In Figure 3, look at the cluster of colored shapes (the AI models) compared to the “Lay population” (the brown square in the middle).

  • The “Artificial” Quadrant: Almost all LLMs cluster in the top-left quadrant. This represents High Impartial Beneficence and Low Instrumental Harm.
  • The Human Position: Humans generally sit in the middle.
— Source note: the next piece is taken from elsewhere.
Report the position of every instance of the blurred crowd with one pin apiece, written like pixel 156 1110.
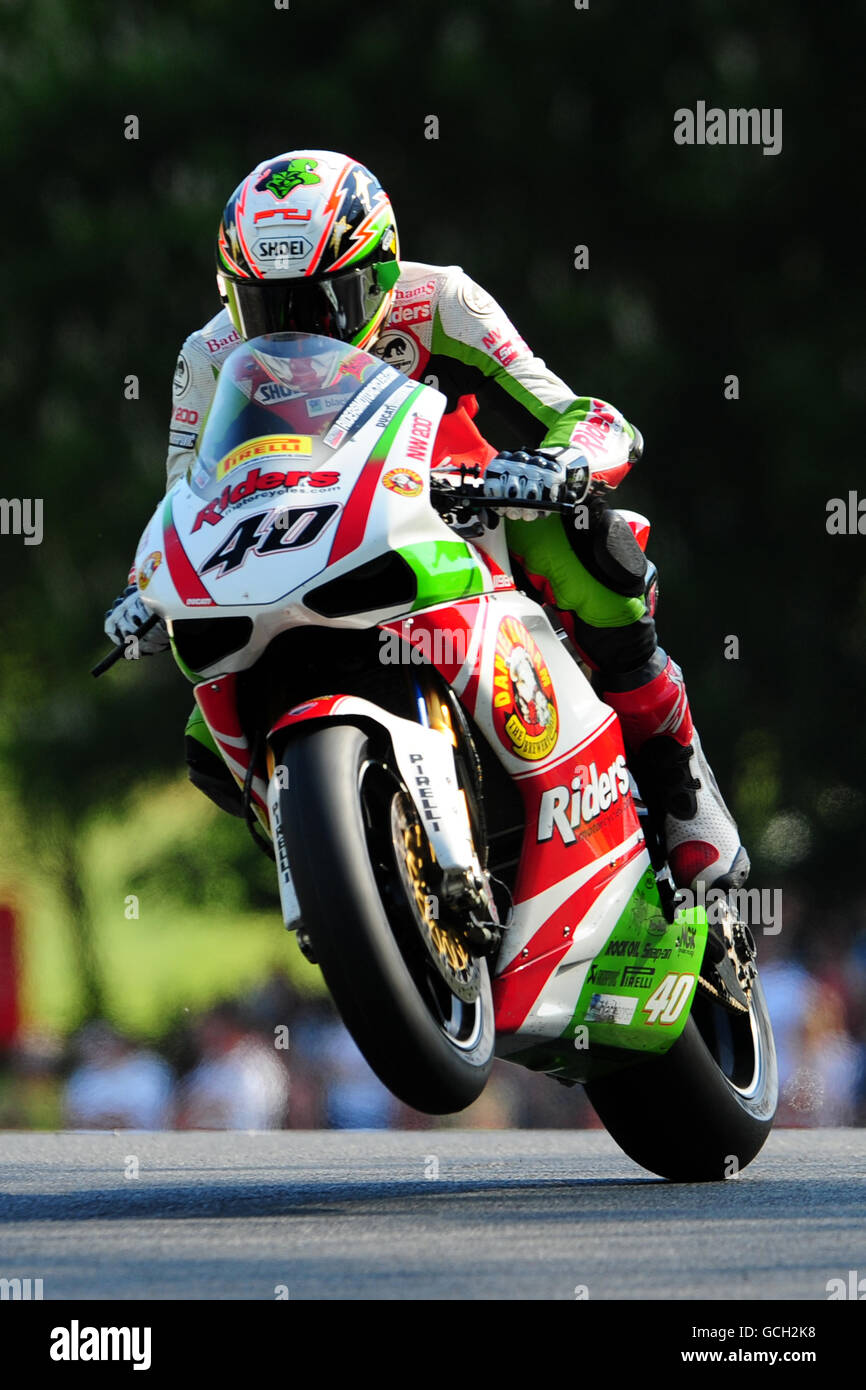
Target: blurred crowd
pixel 281 1059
We are moderately helpful and moderately willing to accept collateral damage.
  • The Philosophers: The models do not align with Act Utilitarians (top right) or Kantians (bottom left).

This suggests that LLMs operate on a unique “Artificial Moral Compass.” They are programmed to be Hyper-Good Samaritans (save everyone, help everyone) who are simultaneously Radical Pacifists (never hurt anyone, even if it saves more people).

The “Size” Effect

Is this just a quirk of training, or does intelligence change the result? The researchers found that model size (parameter count) plays a role.

Figure 6: Plot of models and philosophical currents with temperature O and the lay population located with the corresponding IB and IH mean values with their corresponding standard error.

Figure 3b (shown above as the zoomed-in plot) reveals that larger models (like GPT-4) tend to drift slightly closer to the Lay Population than smaller models. Smaller models exhibit extreme, almost naive adherence to the “Help Everyone / Hurt No One” rule. As models get “smarter,” they seem to develop a slightly more nuanced, human-like balance, though they still remain distinct from the human average.

Discussion: What Does This Mean for Alignment?

The Greatest Good Benchmark provides a mirror for our AI systems, and the reflection is telling. We have not built agents that think like us; we have built agents that act like an idealized, perhaps impossible, version of a moral agent.

  1. Rejection of Instrumental Harm: The strong rejection of Instrumental Harm likely stems from Safety Training (RLHF). Developers aggressively penalize models for generating harmful content. Consequently, when faced with a trolley problem, the model’s training kicks in: “Generating harm is bad,” leading it to refuse the utilitarian choice even when it’s logically sound.
  2. Endorsement of Impartial Beneficence: The high scores in beneficence suggest that models are trained to be “helpful” without boundaries. Unlike humans, who naturally prioritize family and friends (partiality), LLMs view every human as equally worthy of assistance, aligning with a very strict utilitarian ideal of neutrality.

This creates a paradox. We want AI to be useful in the real world, but the real world requires trade-offs. An AI that refuses to make any negative trade-off might become paralyzed in complex scenarios—for example, an autonomous car that refuses to swerve to save five pedestrians because swerving involves a risk to one passenger.

Conclusion

The Greatest Good Benchmark paper offers a crucial contribution to the field of AI safety. It moves us away from vague notions of “good AI” toward a quantifiable metric of moral preference.

The key takeaways are clear:

  • LLMs are consistent: They have stable moral preferences.
  • LLMs are not human-like: They are far more altruistic and risk-averse than the average person.
  • LLMs possess “Artificial Morality”: They occupy a unique philosophical space—high beneficence, low instrumental harm—that doesn’t neatly fit existing human moral theories.

As we continue to develop more powerful models, tools like the GGB will be essential. If we want AI to align with human values, we first need to decide which human values we mean. Do we want the average human’s morality, the strict utilitarian’s calculus, or this new, safe, but potentially paralyzed “artificial morality”? The choice is ours to engineer.